Then, she almost giggled. "I haven't been on date for fourteen years! All because of the LEP. I'm only in it because Dad was."

Excited, she flung open her wardrobe. A barrage of assorted shoes rained down on her. "Ow! That's gonna leave a bump."

She brushed aside a heap of ugly heels, and stared in despair at the racks of drab uniforms. Raine sighed. It was her own fault for always wearing strict, LEP regulation.

"Okay. Now I really hate LEP life. Perhaps, I'll need the advice of an expert..." mused Raine. She brightened, and whipped out her pink FPhone. She knew exactly who to call.

20 minutes later...

"Hey, what's cooking?" A high-pitched falsetto squeaked.

"Holly?" Raine asked suspiciously, "What do you sound so weird?"

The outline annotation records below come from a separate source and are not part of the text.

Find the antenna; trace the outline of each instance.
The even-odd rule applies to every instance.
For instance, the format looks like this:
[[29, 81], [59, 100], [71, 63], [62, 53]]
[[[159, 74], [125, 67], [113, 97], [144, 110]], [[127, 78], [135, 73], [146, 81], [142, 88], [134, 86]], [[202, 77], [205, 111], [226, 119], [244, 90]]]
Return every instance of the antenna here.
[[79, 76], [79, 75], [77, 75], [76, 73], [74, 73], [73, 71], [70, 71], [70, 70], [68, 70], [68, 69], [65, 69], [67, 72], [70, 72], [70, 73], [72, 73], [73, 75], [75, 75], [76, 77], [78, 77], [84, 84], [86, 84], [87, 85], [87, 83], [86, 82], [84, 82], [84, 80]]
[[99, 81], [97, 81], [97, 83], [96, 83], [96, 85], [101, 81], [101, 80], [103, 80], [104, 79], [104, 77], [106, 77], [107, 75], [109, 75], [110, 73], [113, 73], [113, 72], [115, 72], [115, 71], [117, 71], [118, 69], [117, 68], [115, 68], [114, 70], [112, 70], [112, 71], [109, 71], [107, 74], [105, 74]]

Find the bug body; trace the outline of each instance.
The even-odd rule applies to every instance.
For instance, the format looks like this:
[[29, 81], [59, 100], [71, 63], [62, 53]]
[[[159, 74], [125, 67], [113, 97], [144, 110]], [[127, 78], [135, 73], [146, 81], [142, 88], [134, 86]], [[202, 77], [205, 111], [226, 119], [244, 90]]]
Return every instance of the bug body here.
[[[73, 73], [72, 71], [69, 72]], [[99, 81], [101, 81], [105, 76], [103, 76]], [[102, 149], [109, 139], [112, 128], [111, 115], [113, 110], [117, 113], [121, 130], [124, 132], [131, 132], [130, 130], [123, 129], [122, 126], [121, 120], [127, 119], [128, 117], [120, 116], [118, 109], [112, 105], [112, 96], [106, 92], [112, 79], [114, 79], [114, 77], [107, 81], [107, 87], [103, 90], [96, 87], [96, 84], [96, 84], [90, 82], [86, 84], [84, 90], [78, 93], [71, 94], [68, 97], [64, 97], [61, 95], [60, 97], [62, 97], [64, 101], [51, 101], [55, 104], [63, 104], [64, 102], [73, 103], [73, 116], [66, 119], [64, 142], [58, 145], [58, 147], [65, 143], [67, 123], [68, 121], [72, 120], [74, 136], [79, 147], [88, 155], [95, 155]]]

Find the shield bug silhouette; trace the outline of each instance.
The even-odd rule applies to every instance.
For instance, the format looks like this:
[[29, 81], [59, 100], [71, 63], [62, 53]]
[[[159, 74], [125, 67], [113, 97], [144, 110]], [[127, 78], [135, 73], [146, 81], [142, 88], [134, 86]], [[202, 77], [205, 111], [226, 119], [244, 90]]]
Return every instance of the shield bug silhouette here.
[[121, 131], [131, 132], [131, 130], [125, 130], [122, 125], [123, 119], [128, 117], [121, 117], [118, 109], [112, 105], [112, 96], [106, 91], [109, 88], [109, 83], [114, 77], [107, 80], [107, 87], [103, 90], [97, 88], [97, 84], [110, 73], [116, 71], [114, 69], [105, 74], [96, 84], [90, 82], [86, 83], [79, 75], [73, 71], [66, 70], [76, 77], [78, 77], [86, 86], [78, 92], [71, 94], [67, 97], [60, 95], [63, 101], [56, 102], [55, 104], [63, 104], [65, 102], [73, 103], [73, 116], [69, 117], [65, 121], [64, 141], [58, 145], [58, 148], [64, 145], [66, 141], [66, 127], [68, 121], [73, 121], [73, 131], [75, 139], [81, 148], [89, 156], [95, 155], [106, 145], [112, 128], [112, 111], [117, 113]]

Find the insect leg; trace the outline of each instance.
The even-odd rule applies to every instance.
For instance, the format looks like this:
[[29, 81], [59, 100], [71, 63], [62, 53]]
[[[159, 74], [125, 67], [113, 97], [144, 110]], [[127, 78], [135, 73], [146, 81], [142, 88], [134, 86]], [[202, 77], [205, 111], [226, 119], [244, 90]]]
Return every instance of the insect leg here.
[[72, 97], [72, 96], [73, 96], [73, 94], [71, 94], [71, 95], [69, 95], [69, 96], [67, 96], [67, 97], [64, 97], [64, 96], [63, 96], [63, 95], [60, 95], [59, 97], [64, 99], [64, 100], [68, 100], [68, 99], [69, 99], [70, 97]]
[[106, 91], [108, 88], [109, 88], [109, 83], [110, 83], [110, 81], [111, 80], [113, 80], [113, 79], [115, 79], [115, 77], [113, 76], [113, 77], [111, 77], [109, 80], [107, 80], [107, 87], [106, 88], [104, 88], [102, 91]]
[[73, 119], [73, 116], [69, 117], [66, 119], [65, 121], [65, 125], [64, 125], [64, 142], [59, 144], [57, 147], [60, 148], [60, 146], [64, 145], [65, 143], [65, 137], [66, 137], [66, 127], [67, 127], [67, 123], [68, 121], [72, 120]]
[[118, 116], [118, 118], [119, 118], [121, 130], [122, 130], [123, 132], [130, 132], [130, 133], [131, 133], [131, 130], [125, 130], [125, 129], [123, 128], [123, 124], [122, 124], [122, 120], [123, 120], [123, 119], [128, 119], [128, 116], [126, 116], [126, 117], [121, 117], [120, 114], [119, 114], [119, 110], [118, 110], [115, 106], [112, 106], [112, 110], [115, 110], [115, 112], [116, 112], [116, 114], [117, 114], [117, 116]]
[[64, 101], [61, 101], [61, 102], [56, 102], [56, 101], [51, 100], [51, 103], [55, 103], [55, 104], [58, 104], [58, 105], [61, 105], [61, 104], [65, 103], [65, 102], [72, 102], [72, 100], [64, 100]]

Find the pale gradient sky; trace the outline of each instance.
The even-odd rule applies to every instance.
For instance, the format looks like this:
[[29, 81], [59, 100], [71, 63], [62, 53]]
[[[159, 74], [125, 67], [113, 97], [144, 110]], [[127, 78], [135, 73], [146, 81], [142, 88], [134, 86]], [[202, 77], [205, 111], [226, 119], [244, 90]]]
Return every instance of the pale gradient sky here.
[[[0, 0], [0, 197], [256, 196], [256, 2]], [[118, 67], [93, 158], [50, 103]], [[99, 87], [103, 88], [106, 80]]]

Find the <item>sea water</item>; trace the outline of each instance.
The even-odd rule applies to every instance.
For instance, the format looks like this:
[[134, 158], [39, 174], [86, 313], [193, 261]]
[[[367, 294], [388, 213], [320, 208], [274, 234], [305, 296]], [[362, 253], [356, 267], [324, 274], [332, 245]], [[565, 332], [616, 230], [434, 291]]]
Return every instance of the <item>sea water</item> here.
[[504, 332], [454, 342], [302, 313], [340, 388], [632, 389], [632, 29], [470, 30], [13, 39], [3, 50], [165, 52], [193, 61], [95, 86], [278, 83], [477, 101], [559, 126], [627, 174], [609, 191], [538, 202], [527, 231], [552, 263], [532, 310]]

"Uh, it's actually me. Holly's a bit busy, sorry." Foaly said in his normal voice, as he clomped his way inside.

"B-but..." Raine was at a loss of words. Even her Recon training couldn't have prepared her for this.

"Don't worry! I'm a fashion expert! I know all the latest, hip trends!" Foaly adjusted his crumpled tinfoil hat.

"Oh... Well, I did always think you were um... girlish or even..."

"This is going to be totally swell!" Foaly beamed, as he grabbed her hand and led her out the door.

"No one says "swell" anymore." Raine twitched as the horse nerd touched her.

"Sure thing, groovy sist'a," Foaly smirked, as Vinyaya facepalmed and groaned.

"Come on it's not like we're going to the Disco Hall or anything. All we're doing is going to pick out a rad outfit for you to wear at your date."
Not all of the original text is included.